Medical staff at a remote location place their orders with Zipline. An operator receives the order and prepares the specific medical products into a special delivery package with a parachute. A flight operator packs the medical products into a drone and performs pre-flight checks. The drone is launched with a catapult launcher and accelerates from an hour 0 to 113 kilometers per hour in 0.33 seconds. The drone flies autonomously to its delivery site, while a remote pilot at each distribution center monitors all drones in flight. The drone then descends to 20-35 meters before dropping the package under a parachute.

In Japan, the firm has partnered with Toyota Tsusho to deliver medical products in the country, while in India, the government announced that Zipline would deliver emergency medicine throughout the country, in a deployment that includes the building of 10 distribution centers to serve 120 million people.

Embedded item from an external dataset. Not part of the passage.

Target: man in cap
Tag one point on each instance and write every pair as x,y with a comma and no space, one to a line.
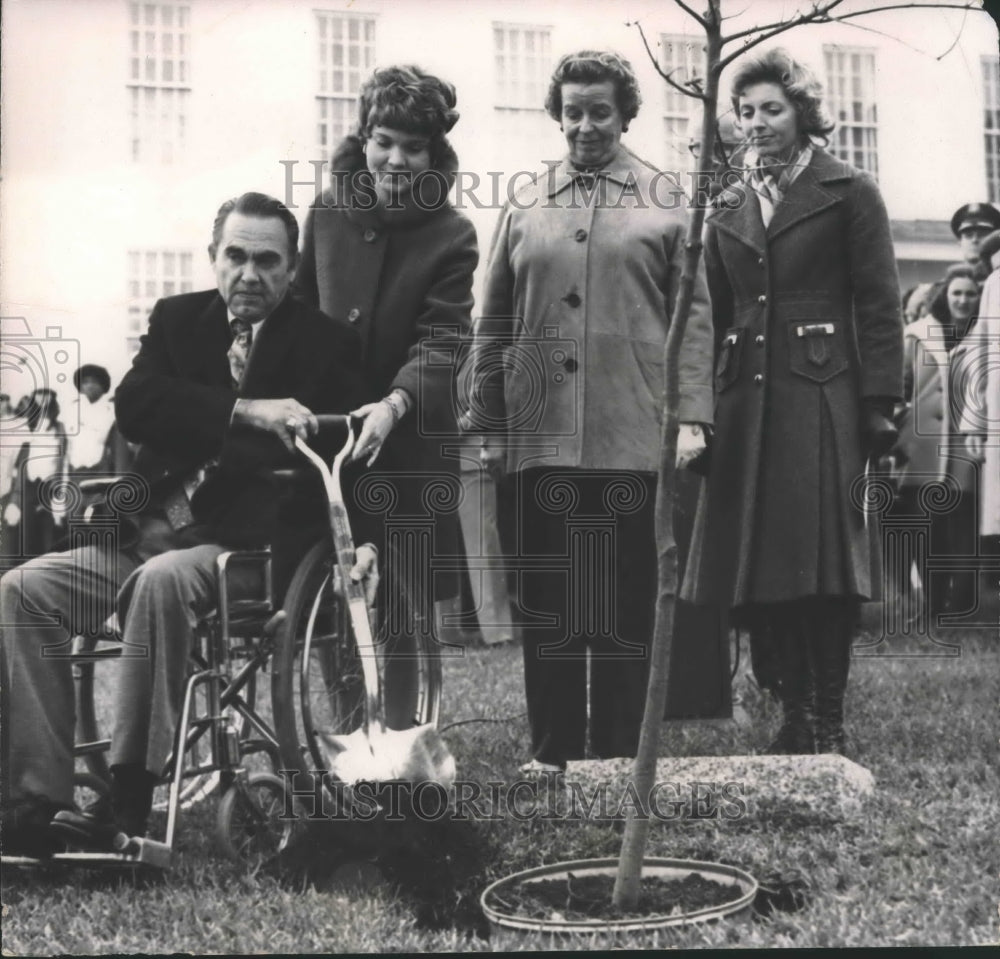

Closer home, the service has improved health outcomes in Rwanda, ensuring reliable medical logistics delivery and reducing wastage due to lack of cold chain systems, a feat that saw its scope expanded to include swine semen. In Ghana, Zipline has established its largest drone distribution center, creating a national distribution service that was critical in conveying over one million COVID-19 vaccines in several parts of the West African nation.

Apart from Ghana and Rwanda, Zipline operates in Nigeria, Japan the USA and Cote D’Ivoire, yet to be launched later this year.

On 16th February 2022, Zipline signed an MoU with the County Government of Kisumu.

The agreement gives way to the establishment and operation of a Zipline distribution hub in Kisumu County to act as the base of operations for the Zipline Unmanned Aerial  System (UAS) and the Zipline services capable of serving health projects and facilities across the 16 Lake Region Economic Bloc (LREB) Counties.

Given its success in other countries of operation, Zipline’s entry into the Kenyan market will no doubt revolutionize healthcare delivery and fast track the attainment of UHC.